MATSUMOTO Les images de Nicolas de Crécy sont extrêmement étonnantes. Son trait est atypique dans le champ de la BD, je le compare plutôt à des peintres comme Klimt ou Egon Schiele. Depuis, il a déclaré qu’il regrettait une tendance au « trop plein », à l’accumulation d’éléments de détails et de techniques, mais cette accumulation possède un bon équilibre et génère un grand plaisir de lecture. C’est une œuvre formidable.
Le deuxième album de Nicolas de Crécy, Le Bibendum Céleste (1994), fut le premier à être traduit en japonais, avec un retard de 16 ans par rapport à sa sortie originale en France. Cet album est très différent du précédent, essentiellement parce qu’il en a écrit lui-même le scénario. Les dessins quasiment en pleine page présentent chacun un style particulier, ce qui est très novateur.
Le Bibendum Céleste ©Humanoids, Inc. Los Angeles.
MATSUMOTO Bien plus que le précédent, cet album repose sur le concept de tout réaliser par soi-même, en épuisant toutes les techniques possibles. Le résultat est parfait, super impressionnant. Je n’ai qu’un seul mot : Sublime ! C’est à vous dégoûter de vos propres dessins !
DE CRECY C’était il y a 20 ans, je dois faire un gros effort de mémoire ! D’ailleurs, de façon générale, j’établie d’abord la structure de l’histoire, mais ensuite je développe les dessins par improvisation, selon l’inspiration du moment.
MATSUMOTO Ce qui serait totalement impossible pour un mangaka japonais. Ici, en principe, on dessine une série pour un magazine hebdomadaire ou mensuel. L’éditeur exige de voir d’abord un découpage rough à la date fixée, et à partir de là, on corrige en discutant ensemble.
Le dynamisme du manga japonais
Le troisième album de Nicolas de Crécy fut Léon la Came (1995, scénario de Sylvain Chomet ; Version japonaise en 2012). Du point de vue graphique, le style en est totalement différent de ceux des deux premiers ouvrages, plus aéré, moins sursaturé. L’accent est plus directement mis sur le récit. Il semble que ce troisième opus exerce déjà une certaine influence sur le manga japonais.
DE CRECY Au départ, Léon la Came devait être en noir et blanc. Ça ressemble au manga dans le sens où c’est très cinématographique, la mise en scène est très élaborée. C’est un concept très fortement influencé par le manga japonais, ce qui n’existait pas dans la bande dessinée à l’époque.

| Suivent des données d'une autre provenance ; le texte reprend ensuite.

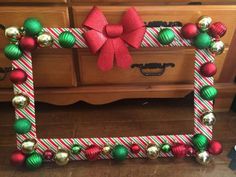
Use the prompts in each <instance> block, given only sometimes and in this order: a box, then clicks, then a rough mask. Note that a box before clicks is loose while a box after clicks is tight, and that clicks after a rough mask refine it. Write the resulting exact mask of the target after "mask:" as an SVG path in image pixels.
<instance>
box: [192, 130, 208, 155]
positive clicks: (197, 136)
mask: <svg viewBox="0 0 236 177" xmlns="http://www.w3.org/2000/svg"><path fill="white" fill-rule="evenodd" d="M192 143H193V145H194V147H195V148H196V149H197V150H198V151H199V152H202V151H205V150H206V149H207V146H208V144H209V142H208V140H207V137H206V136H205V135H203V134H195V135H194V136H193V137H192Z"/></svg>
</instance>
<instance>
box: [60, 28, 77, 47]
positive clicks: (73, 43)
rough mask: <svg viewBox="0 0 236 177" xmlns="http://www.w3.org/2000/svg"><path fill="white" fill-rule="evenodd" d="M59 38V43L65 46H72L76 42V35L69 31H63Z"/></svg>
mask: <svg viewBox="0 0 236 177" xmlns="http://www.w3.org/2000/svg"><path fill="white" fill-rule="evenodd" d="M58 39H59V44H60V45H61V46H62V47H64V48H72V47H73V46H74V44H75V36H74V35H73V34H72V33H71V32H69V31H64V32H62V33H61V34H60V35H59V37H58Z"/></svg>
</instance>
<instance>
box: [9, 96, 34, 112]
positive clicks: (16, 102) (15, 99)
mask: <svg viewBox="0 0 236 177" xmlns="http://www.w3.org/2000/svg"><path fill="white" fill-rule="evenodd" d="M29 103H30V100H29V97H28V96H26V95H24V94H22V93H19V94H16V95H15V96H14V97H13V99H12V105H13V106H14V107H15V108H16V109H24V108H25V107H27V106H28V105H29Z"/></svg>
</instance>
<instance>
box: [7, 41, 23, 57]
mask: <svg viewBox="0 0 236 177" xmlns="http://www.w3.org/2000/svg"><path fill="white" fill-rule="evenodd" d="M4 54H5V56H6V57H7V58H8V59H10V60H18V59H19V58H20V57H21V56H22V55H23V53H22V51H21V50H20V48H19V47H18V46H17V45H15V44H8V45H7V46H6V47H5V48H4Z"/></svg>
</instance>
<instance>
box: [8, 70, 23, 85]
mask: <svg viewBox="0 0 236 177" xmlns="http://www.w3.org/2000/svg"><path fill="white" fill-rule="evenodd" d="M9 79H10V81H11V82H12V83H13V84H23V83H24V82H25V81H26V80H27V74H26V72H25V71H24V70H22V69H14V70H12V71H11V72H10V74H9Z"/></svg>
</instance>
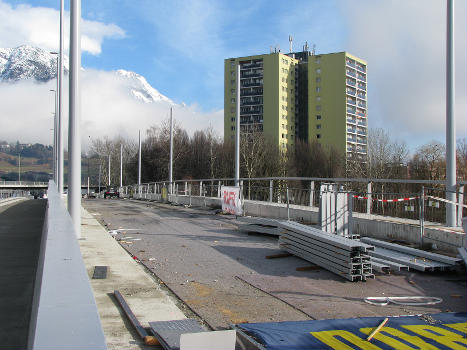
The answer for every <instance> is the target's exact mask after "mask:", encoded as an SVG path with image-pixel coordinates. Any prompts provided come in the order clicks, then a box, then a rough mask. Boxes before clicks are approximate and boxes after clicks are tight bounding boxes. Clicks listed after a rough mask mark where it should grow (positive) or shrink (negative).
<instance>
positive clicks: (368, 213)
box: [366, 182, 372, 214]
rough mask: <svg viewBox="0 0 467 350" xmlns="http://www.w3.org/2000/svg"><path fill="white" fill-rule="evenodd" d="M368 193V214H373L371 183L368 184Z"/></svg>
mask: <svg viewBox="0 0 467 350" xmlns="http://www.w3.org/2000/svg"><path fill="white" fill-rule="evenodd" d="M366 192H367V200H366V213H367V214H371V202H372V198H371V197H372V193H371V182H368V184H367V188H366Z"/></svg>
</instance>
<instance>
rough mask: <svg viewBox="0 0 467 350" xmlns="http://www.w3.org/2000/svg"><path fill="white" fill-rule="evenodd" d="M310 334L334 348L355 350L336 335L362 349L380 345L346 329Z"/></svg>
mask: <svg viewBox="0 0 467 350" xmlns="http://www.w3.org/2000/svg"><path fill="white" fill-rule="evenodd" d="M310 334H311V335H312V336H314V337H315V338H317V339H319V340H320V341H321V342H323V343H325V344H327V345H329V346H330V347H331V348H333V349H336V350H355V348H351V347H350V346H348V345H347V344H346V343H344V342H342V341H340V340H339V339H337V338H336V336H339V337H342V338H344V339H345V340H347V341H348V342H349V343H352V344H353V345H355V346H358V347H359V348H360V349H362V350H363V349H364V350H381V348H380V347H378V346H376V345H374V344H372V343H370V342H368V341H366V340H364V339H362V338H360V337H358V336H356V335H355V334H353V333H350V332H348V331H343V330H332V331H321V332H310ZM463 350H465V349H463Z"/></svg>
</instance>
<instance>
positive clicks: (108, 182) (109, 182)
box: [108, 153, 110, 187]
mask: <svg viewBox="0 0 467 350" xmlns="http://www.w3.org/2000/svg"><path fill="white" fill-rule="evenodd" d="M108 186H109V187H110V153H109V181H108Z"/></svg>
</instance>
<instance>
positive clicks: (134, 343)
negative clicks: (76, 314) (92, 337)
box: [79, 208, 186, 349]
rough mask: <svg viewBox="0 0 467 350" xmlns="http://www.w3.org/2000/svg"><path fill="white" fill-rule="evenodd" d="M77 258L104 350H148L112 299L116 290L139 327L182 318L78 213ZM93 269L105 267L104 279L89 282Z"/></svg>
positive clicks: (126, 258) (91, 275) (126, 256)
mask: <svg viewBox="0 0 467 350" xmlns="http://www.w3.org/2000/svg"><path fill="white" fill-rule="evenodd" d="M81 220H82V223H81V225H82V226H81V237H82V238H81V239H80V241H79V243H80V248H81V254H82V256H83V260H84V263H85V266H86V270H87V271H88V275H89V278H90V281H91V287H92V289H93V291H94V297H95V299H96V304H97V308H98V310H99V315H100V318H101V321H102V328H103V329H104V334H105V337H106V341H107V347H108V349H149V348H150V347H147V346H145V345H144V344H143V342H142V341H141V339H139V338H138V336H137V334H136V332H135V331H134V330H133V329H132V327H131V325H130V324H129V322H128V321H127V320H126V318H125V316H124V314H123V313H122V311H121V309H120V307H118V306H117V303H116V301H115V298H114V296H113V291H114V290H119V291H120V292H121V293H122V295H123V296H124V297H125V299H126V300H127V302H128V304H129V306H130V308H131V309H132V311H133V312H134V314H135V315H136V317H137V318H138V320H139V321H140V322H141V323H142V324H143V326H144V327H147V326H148V322H150V321H168V320H180V319H184V318H186V317H185V315H184V314H183V312H182V311H180V309H179V308H178V307H177V306H176V304H175V302H174V300H172V299H171V298H170V297H169V295H167V294H166V293H165V292H164V291H163V290H162V289H161V288H160V287H159V285H158V284H157V283H156V282H155V280H154V279H153V278H152V277H151V276H150V275H149V274H148V273H147V272H146V271H145V269H144V267H143V266H141V265H139V264H138V263H137V262H136V261H135V260H134V259H132V258H131V256H130V255H129V254H128V253H127V252H126V251H125V250H124V249H123V248H122V247H121V246H120V245H119V244H118V242H117V241H116V240H115V239H114V238H113V237H112V236H111V235H110V234H109V233H108V232H107V231H106V230H105V229H104V228H103V227H102V226H101V225H100V224H99V223H98V222H97V220H96V219H95V218H94V217H93V216H92V215H90V214H89V213H88V212H87V211H86V210H85V209H84V208H82V209H81ZM94 266H108V272H107V278H106V279H92V275H93V272H94Z"/></svg>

MATSUMOTO Personnellement, je suis un inconditionnel du travail de Nicolas de Crécy du début à la fin, de Foligatto à Salvatore (2005-2010). Mais c’est la période Léon la Came qui m’a le plus influencée. J’aime beaucoup l’équilibre entre complexité des détails et simplicité de cette œuvre.
DE CRECY Quand j’ai découvert le travail de Taiyô Matsumoto, ma première réaction a été d’y voir des sortes de points communs. Et en même temps je suis également fasciné par les différences. Ce qui me surprend le plus, c’est le dynamisme du mouvement que l’on perçoit dans ses dessins. C’est quelque chose qui manque dans mon travail. Le découpage est très savant, et par-dessus cela une technique graphique époustouflante. La combinaison de ces éléments est remarquable.
MATSUMOTO Quel éloge ! Je crois que je vais pleurer (rires dans le public).